Architectural Implications of Neural Network Inference for High Data-Rate, Low-Latency Scientific Applications
- URL: http://arxiv.org/abs/2403.08980v1
- Date: Wed, 13 Mar 2024 22:10:42 GMT
- Title: Architectural Implications of Neural Network Inference for High Data-Rate, Low-Latency Scientific Applications
- Authors: Olivia Weng, Alexander Redding, Nhan Tran, Javier Mauricio Duarte, Ryan Kastner,
- Abstract summary: We show that many scientific NN applications must run fully on chip, in the extreme case requiring a custom chip to meet such stringent constraints.
In our work, we show that many scientific NN applications must run fully on chip, in the extreme case requiring a custom chip to meet such stringent constraints.

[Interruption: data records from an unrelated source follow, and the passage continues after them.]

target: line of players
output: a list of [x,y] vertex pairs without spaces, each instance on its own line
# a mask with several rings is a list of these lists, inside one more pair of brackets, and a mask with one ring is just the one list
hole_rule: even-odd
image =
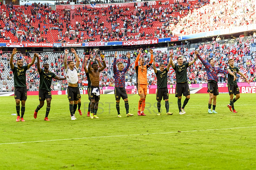
[[[230,95],[230,103],[227,105],[230,111],[234,113],[237,112],[234,108],[234,103],[240,98],[239,88],[236,81],[236,75],[238,73],[242,75],[248,83],[248,80],[242,73],[239,71],[238,68],[234,66],[234,61],[230,59],[228,62],[229,64],[227,70],[221,70],[218,67],[214,67],[215,62],[212,58],[210,59],[209,62],[207,63],[199,55],[198,52],[195,51],[195,57],[192,61],[183,63],[183,59],[181,56],[177,58],[178,64],[174,64],[172,60],[173,54],[171,54],[170,59],[166,68],[164,68],[164,65],[161,63],[159,65],[160,69],[157,70],[156,67],[155,63],[155,56],[153,56],[153,50],[149,50],[151,54],[150,60],[149,63],[145,65],[145,59],[140,57],[142,49],[140,49],[139,54],[135,61],[135,69],[136,73],[136,81],[137,89],[140,98],[139,101],[137,114],[138,116],[146,116],[144,112],[145,105],[145,100],[147,94],[147,69],[153,63],[153,68],[157,79],[157,89],[156,94],[156,99],[157,101],[157,107],[158,110],[157,115],[160,115],[161,102],[162,99],[165,101],[165,107],[166,114],[171,115],[173,113],[169,111],[169,93],[167,88],[167,73],[171,65],[175,71],[176,74],[176,84],[175,88],[175,97],[178,98],[178,105],[180,114],[186,113],[185,107],[190,98],[190,92],[188,83],[187,78],[187,68],[193,65],[196,61],[197,58],[201,61],[205,68],[208,80],[207,92],[209,93],[210,98],[208,102],[208,111],[209,113],[218,113],[215,111],[216,106],[217,96],[219,95],[218,87],[218,74],[219,73],[228,74],[228,92]],[[26,84],[26,72],[34,64],[36,58],[37,58],[37,66],[38,71],[40,75],[40,85],[38,95],[39,104],[35,111],[34,117],[36,119],[38,111],[44,106],[44,101],[46,100],[47,104],[45,116],[44,120],[49,121],[48,117],[51,108],[51,103],[52,100],[52,94],[51,86],[52,79],[62,81],[67,79],[68,87],[68,97],[69,102],[69,111],[70,113],[71,120],[74,120],[76,119],[75,113],[76,109],[80,115],[82,113],[80,110],[81,105],[81,95],[78,86],[78,75],[77,71],[79,65],[79,58],[74,49],[71,49],[71,52],[75,55],[76,62],[75,64],[71,60],[67,61],[67,55],[68,53],[67,49],[65,51],[65,56],[64,58],[65,72],[67,75],[65,78],[60,78],[55,74],[49,70],[49,64],[47,62],[43,64],[44,69],[40,68],[40,60],[38,55],[36,53],[34,54],[34,57],[31,62],[27,66],[23,66],[23,62],[20,58],[17,59],[17,66],[14,66],[13,63],[13,57],[17,52],[16,49],[14,48],[10,60],[10,66],[14,74],[14,98],[16,103],[16,110],[18,115],[16,121],[25,121],[23,116],[25,111],[25,104],[27,100],[27,88]],[[118,117],[121,117],[120,113],[119,103],[121,98],[124,101],[125,107],[126,110],[127,117],[132,116],[134,114],[129,112],[129,105],[127,93],[125,89],[125,74],[128,70],[130,64],[131,54],[128,52],[126,57],[128,61],[126,66],[124,68],[123,63],[121,62],[117,63],[116,66],[116,58],[117,55],[116,52],[113,62],[113,72],[115,80],[115,95],[116,100],[116,107]],[[92,62],[93,56],[91,54],[90,60],[86,57],[84,57],[84,68],[88,80],[88,88],[87,92],[89,99],[90,101],[88,105],[88,110],[87,116],[91,118],[99,119],[97,113],[98,104],[100,99],[100,73],[106,67],[104,60],[104,56],[100,54],[100,57],[102,61],[102,66],[100,61],[99,57],[96,56],[95,61]],[[95,62],[97,61],[97,62]],[[86,67],[88,64],[88,69]],[[236,97],[233,98],[234,95]],[[181,100],[182,96],[186,97],[181,107]],[[212,99],[213,99],[213,102]],[[21,114],[20,114],[20,103],[21,101]],[[212,111],[211,108],[212,102],[213,104]]]

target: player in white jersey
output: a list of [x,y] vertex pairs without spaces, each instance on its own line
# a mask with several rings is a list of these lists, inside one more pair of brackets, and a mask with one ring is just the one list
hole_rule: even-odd
[[69,111],[71,115],[71,120],[76,119],[75,113],[77,107],[77,104],[80,97],[80,91],[77,86],[78,76],[77,70],[79,66],[79,58],[74,49],[71,49],[71,52],[75,54],[76,57],[76,65],[72,60],[68,61],[67,55],[68,53],[68,49],[65,50],[65,57],[64,58],[64,64],[65,72],[68,76],[68,97],[69,101]]

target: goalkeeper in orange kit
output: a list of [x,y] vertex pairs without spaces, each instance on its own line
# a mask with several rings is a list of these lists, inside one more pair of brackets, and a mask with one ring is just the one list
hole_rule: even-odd
[[[151,54],[150,60],[148,64],[144,65],[145,60],[144,57],[140,57],[142,49],[140,50],[139,54],[135,61],[135,70],[136,72],[136,80],[137,90],[140,97],[139,101],[138,116],[146,116],[144,113],[145,108],[145,101],[147,91],[148,79],[147,70],[152,65],[153,62],[153,50],[150,49],[149,52]],[[139,65],[139,63],[140,64]]]

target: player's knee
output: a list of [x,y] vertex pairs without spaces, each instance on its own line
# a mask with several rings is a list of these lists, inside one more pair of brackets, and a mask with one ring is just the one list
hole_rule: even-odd
[[20,101],[19,100],[16,100],[16,104],[19,105],[20,103]]
[[25,104],[26,103],[26,101],[25,100],[22,100],[21,101],[21,105],[22,106],[25,106]]

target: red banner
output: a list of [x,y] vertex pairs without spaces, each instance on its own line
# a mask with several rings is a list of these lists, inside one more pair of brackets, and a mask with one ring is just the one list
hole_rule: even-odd
[[6,43],[7,47],[23,47],[23,43]]
[[171,41],[179,41],[179,37],[171,37]]
[[52,47],[53,43],[24,43],[24,47]]
[[132,40],[123,42],[123,45],[138,45],[150,44],[157,44],[158,39],[144,40]]
[[62,47],[77,47],[78,46],[82,46],[82,43],[77,43],[76,42],[75,43],[62,43],[61,44],[61,46]]

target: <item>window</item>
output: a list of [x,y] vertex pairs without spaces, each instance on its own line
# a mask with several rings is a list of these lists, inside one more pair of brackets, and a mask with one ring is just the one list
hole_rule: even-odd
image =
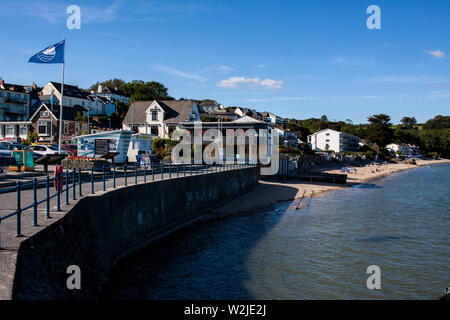
[[172,134],[176,130],[177,126],[171,125],[169,126],[169,135]]
[[46,121],[38,122],[38,133],[40,135],[47,134],[47,122]]
[[19,135],[20,135],[20,136],[26,136],[27,133],[28,133],[28,128],[27,128],[27,126],[21,125],[21,126],[19,127]]
[[14,126],[6,126],[6,136],[14,136]]

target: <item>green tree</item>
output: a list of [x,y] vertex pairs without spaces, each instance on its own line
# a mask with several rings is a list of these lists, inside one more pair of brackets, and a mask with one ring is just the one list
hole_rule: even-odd
[[412,128],[417,124],[417,120],[414,117],[403,117],[402,120],[400,120],[402,125],[407,128]]

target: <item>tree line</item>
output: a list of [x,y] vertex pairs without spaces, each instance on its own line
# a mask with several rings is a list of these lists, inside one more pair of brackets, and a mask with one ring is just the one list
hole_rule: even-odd
[[[98,85],[117,88],[130,96],[125,104],[116,103],[116,112],[111,116],[111,122],[122,123],[129,106],[133,101],[142,100],[174,100],[168,89],[159,82],[133,80],[126,82],[114,78],[93,84],[88,91],[97,90]],[[201,100],[199,100],[201,101]],[[383,148],[389,143],[414,144],[427,153],[437,153],[450,156],[450,117],[438,115],[424,124],[417,124],[414,117],[403,117],[399,125],[393,125],[387,114],[376,114],[367,118],[367,124],[353,124],[350,119],[345,121],[329,121],[326,115],[320,118],[305,120],[290,119],[283,128],[298,133],[302,140],[314,132],[322,129],[334,129],[350,133],[361,139],[367,139]]]
[[284,127],[300,134],[304,141],[308,135],[329,128],[367,139],[381,148],[389,143],[406,143],[419,146],[425,153],[450,156],[450,116],[438,115],[424,124],[417,124],[414,117],[403,117],[400,124],[393,125],[387,114],[372,115],[367,120],[367,124],[353,124],[350,120],[329,121],[322,116],[291,119]]

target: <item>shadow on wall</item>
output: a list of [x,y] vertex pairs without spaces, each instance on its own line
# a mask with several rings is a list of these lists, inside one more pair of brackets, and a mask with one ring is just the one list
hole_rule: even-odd
[[[295,188],[273,188],[283,188],[291,198],[297,194]],[[197,223],[172,234],[120,261],[106,298],[254,299],[246,287],[247,261],[281,216],[272,210],[254,212]]]

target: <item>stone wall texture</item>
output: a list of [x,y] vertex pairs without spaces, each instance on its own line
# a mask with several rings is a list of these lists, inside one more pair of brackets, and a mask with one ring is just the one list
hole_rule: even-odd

- Score: 43.60059930708406
- License: http://creativecommons.org/licenses/by/4.0/
- Abstract: With more scientific fields relying on neural networks (NNs) to process data incoming at extreme throughputs and latencies, it is crucial to develop NNs with all their parameters stored on-chip. In many of these applications, there is not enough time to go off-chip and retrieve weights. Even more so, off-chip memory such as DRAM does not have the bandwidth required to process these NNs as fast as the data is being produced (e.g., every 25 ns). As such, these extreme latency and bandwidth requirements have architectural implications for the hardware intended to run these NNs: 1) all NN parameters must fit on-chip, and 2) codesigning custom/reconfigurable logic is often required to meet these latency and bandwidth constraints. In our work, we show that many scientific NN applications must run fully on chip, in the extreme case requiring a custom chip to meet such stringent constraints.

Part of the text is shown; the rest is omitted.